In such cases we use the convenient terminology that the offense "begins" where the wrongdoer finishes his active participation, although the offense is later "completed" elsewhere. At the same time we avoid potentially undesirable extensions of this conception by characterizing steps taken by the wrongdoer short of finishing his own active participation as "mere preparation". Indictment and trial of the accused either where the offense was thus "begun" or where it was "completed" is regarded as both fair to the accused and consistent with our notion that the punishment of crime should be in the place of the offense. For present purposes the conception is authoritatively embodied in the provision of Section 3237 of Title 18 U.S.C. that "any offense against the United States begun in one district and completed in another * * * may be inquired of and prosecuted in any district in which such offense was begun, continued, or completed." 62 Stat. 826 (1948), 18 U.S.C. § 3237 (1952 Supp.)
In the conventional terminology of the quoted statute the present offense was "completed" at the time and place that the affidavit reached an appropriate office of the National Labor Relations Board. At the other extreme it was not even "begun" until the affiant, in addition to signing and swearing to a false statement, put the affidavit out of his possession and into some appropriate custody or channel for transmission to the Board. However, at that point I think the offense was "begun" with the result that when, thereafter, the offense was completed it became indictable either at the place of its beginning or the place of its completion.
The existence of this distinction allowing a locus poenitentiae during the period of "preparation" when the actor has not decisively committed himself explains such cases as Reass v. United States, 4 Cir., 1938, 99 F.2d 752, and United States v. Borow, D.N.J. 1951, 101 F. Supp. 211. Cf. Bridgeman v. United States, 9 Cir., 1905, 140 F. 577.

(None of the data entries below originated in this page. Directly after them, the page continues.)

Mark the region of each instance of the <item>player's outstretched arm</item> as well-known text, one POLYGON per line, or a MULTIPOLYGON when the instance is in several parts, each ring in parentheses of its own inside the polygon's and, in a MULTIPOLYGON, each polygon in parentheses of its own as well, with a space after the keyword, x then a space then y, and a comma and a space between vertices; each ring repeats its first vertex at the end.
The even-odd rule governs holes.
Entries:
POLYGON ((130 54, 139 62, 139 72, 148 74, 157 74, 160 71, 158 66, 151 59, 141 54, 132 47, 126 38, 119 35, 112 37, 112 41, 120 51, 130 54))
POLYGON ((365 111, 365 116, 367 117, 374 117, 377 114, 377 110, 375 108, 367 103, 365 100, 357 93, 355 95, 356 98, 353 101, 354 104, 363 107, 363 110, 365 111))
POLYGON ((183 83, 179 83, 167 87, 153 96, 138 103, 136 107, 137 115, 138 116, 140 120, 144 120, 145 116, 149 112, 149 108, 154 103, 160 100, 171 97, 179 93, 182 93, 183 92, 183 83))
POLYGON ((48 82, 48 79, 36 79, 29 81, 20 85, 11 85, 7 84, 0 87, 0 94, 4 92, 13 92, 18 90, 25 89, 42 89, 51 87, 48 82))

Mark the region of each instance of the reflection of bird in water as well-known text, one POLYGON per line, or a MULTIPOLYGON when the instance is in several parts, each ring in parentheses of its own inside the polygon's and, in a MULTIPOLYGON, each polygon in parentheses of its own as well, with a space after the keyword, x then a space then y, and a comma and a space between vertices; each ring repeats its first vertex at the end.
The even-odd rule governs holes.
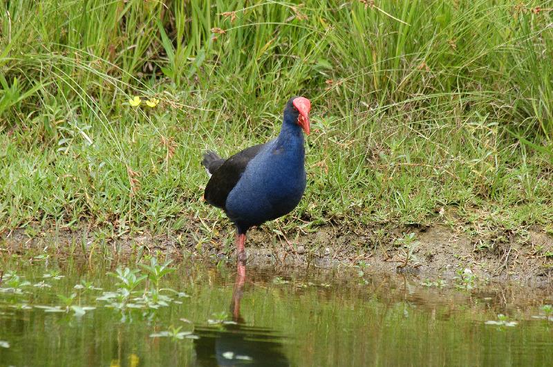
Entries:
POLYGON ((270 329, 244 325, 240 301, 245 283, 244 276, 236 275, 230 303, 236 323, 225 324, 221 330, 196 328, 200 337, 194 341, 198 366, 290 366, 281 337, 270 329))

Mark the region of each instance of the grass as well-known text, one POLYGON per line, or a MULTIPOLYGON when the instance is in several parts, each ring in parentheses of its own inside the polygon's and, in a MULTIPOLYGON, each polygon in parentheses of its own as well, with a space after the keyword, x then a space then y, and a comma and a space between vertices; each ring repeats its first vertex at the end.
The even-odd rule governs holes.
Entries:
POLYGON ((224 225, 202 151, 274 136, 294 95, 288 231, 553 220, 551 1, 165 3, 0 4, 0 233, 224 225))

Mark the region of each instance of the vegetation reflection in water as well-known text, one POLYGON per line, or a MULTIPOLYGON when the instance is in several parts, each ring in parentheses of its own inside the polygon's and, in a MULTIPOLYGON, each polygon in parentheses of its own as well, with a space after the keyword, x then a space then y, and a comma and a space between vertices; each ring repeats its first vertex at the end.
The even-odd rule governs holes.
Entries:
POLYGON ((4 259, 0 364, 543 365, 553 346, 535 289, 146 260, 4 259))

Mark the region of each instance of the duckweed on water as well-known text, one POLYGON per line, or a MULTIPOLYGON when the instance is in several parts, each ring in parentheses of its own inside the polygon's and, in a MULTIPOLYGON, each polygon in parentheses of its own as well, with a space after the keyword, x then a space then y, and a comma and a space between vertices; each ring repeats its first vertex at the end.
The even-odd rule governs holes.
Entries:
POLYGON ((514 297, 523 290, 482 283, 460 292, 440 279, 425 287, 362 264, 345 276, 254 268, 240 282, 234 264, 36 255, 3 264, 2 363, 360 366, 371 350, 369 362, 393 365, 545 364, 553 347, 553 299, 536 290, 514 297))

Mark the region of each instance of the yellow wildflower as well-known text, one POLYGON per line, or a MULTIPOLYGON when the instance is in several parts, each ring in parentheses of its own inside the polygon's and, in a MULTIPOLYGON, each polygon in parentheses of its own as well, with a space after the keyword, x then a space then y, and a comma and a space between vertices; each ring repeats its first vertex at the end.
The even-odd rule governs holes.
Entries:
POLYGON ((133 107, 136 107, 138 106, 140 106, 140 102, 142 102, 142 100, 140 100, 140 97, 138 97, 138 95, 135 95, 134 98, 133 98, 132 100, 129 100, 129 104, 130 104, 133 107))

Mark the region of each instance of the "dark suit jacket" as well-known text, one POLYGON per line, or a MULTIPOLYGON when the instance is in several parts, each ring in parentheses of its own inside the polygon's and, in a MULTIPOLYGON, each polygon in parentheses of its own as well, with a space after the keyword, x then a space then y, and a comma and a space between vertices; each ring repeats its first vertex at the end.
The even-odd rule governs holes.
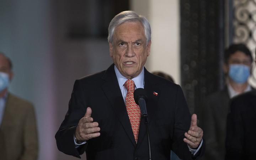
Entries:
POLYGON ((4 148, 6 157, 4 159, 0 155, 0 160, 37 159, 36 121, 31 103, 9 94, 0 132, 0 141, 2 139, 3 143, 0 145, 4 148))
MULTIPOLYGON (((169 160, 171 149, 183 159, 192 159, 183 140, 191 115, 180 87, 144 70, 152 159, 169 160)), ((149 158, 145 133, 142 119, 136 144, 113 64, 106 71, 76 81, 68 111, 55 137, 60 151, 80 157, 85 150, 88 160, 141 160, 149 158), (76 149, 74 133, 88 106, 99 123, 101 135, 76 149)), ((198 155, 203 153, 204 146, 198 155)))
POLYGON ((207 146, 204 160, 223 160, 225 158, 226 123, 230 99, 226 86, 206 98, 201 121, 207 146))
POLYGON ((255 160, 256 144, 256 91, 231 100, 228 116, 226 143, 227 160, 255 160))

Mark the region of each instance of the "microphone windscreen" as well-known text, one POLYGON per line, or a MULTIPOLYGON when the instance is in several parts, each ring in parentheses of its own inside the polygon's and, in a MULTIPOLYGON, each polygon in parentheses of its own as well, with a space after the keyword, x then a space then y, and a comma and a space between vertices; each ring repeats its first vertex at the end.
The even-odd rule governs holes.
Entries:
POLYGON ((146 96, 145 92, 144 89, 142 88, 137 88, 134 91, 133 96, 134 101, 136 104, 139 105, 139 99, 140 98, 144 99, 146 102, 147 97, 146 96))

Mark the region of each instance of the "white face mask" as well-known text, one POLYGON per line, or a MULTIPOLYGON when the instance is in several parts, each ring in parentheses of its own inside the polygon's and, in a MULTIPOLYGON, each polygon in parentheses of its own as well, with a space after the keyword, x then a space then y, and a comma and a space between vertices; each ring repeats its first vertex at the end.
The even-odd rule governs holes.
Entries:
POLYGON ((9 82, 9 75, 4 72, 0 72, 0 92, 8 87, 9 82))

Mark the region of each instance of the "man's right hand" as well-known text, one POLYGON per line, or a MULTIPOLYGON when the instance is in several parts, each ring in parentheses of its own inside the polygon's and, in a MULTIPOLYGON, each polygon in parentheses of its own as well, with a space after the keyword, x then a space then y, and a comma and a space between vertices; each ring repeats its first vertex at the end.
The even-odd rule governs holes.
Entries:
POLYGON ((75 136, 78 143, 84 142, 92 138, 99 137, 100 128, 98 127, 98 122, 93 122, 93 118, 91 117, 91 108, 87 107, 85 114, 81 118, 76 127, 75 136))

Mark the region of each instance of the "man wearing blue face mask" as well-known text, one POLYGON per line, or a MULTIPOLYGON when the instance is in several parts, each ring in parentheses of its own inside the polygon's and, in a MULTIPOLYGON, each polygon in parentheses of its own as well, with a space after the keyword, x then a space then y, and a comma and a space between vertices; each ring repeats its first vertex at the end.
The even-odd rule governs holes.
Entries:
POLYGON ((35 160, 38 147, 34 108, 8 92, 12 69, 10 59, 0 53, 0 159, 35 160))
POLYGON ((226 85, 207 97, 203 109, 202 128, 207 146, 204 160, 225 159, 229 101, 240 94, 254 90, 247 82, 252 62, 251 52, 244 44, 233 44, 225 50, 223 69, 226 85))

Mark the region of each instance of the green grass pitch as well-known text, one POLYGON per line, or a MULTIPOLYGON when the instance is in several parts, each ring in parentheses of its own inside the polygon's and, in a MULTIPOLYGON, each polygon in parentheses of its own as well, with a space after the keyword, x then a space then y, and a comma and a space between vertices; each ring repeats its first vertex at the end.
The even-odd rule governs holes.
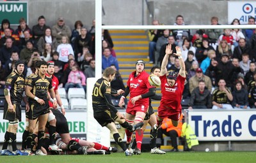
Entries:
POLYGON ((165 155, 152 155, 143 152, 140 155, 125 157, 118 152, 105 155, 49 155, 49 156, 0 156, 0 162, 39 162, 39 163, 197 163, 256 162, 255 152, 167 152, 165 155))

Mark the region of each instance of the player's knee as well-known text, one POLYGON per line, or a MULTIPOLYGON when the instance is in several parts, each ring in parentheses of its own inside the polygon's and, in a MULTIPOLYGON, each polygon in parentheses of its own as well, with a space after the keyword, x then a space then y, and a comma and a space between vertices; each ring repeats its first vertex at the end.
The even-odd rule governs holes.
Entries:
POLYGON ((52 113, 50 113, 48 115, 48 122, 50 122, 50 125, 52 124, 53 123, 56 124, 56 119, 55 115, 52 113))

The shortcoming of the government's case is that the things proved to have taken place in Camden, New Jersey fall in the preparation category. Only the execution of the affidavit is shown to have occurred in New Jersey. There was no proof whether the defendant, who was the business agent of the union, mailed the affidavit in that district, or left it at the union office in Camden for transmission to the Board, or personally delivered it to the regional office of the Board just across the river in Philadelphia. On the evidence, a choice of either of the first two alternatives, which would show venue in New Jersey, rather than the third, which would not, could have been achieved only by speculation. Hence the government failed to establish venue in the District of New Jersey and the defendant's motion for acquittal should have been granted.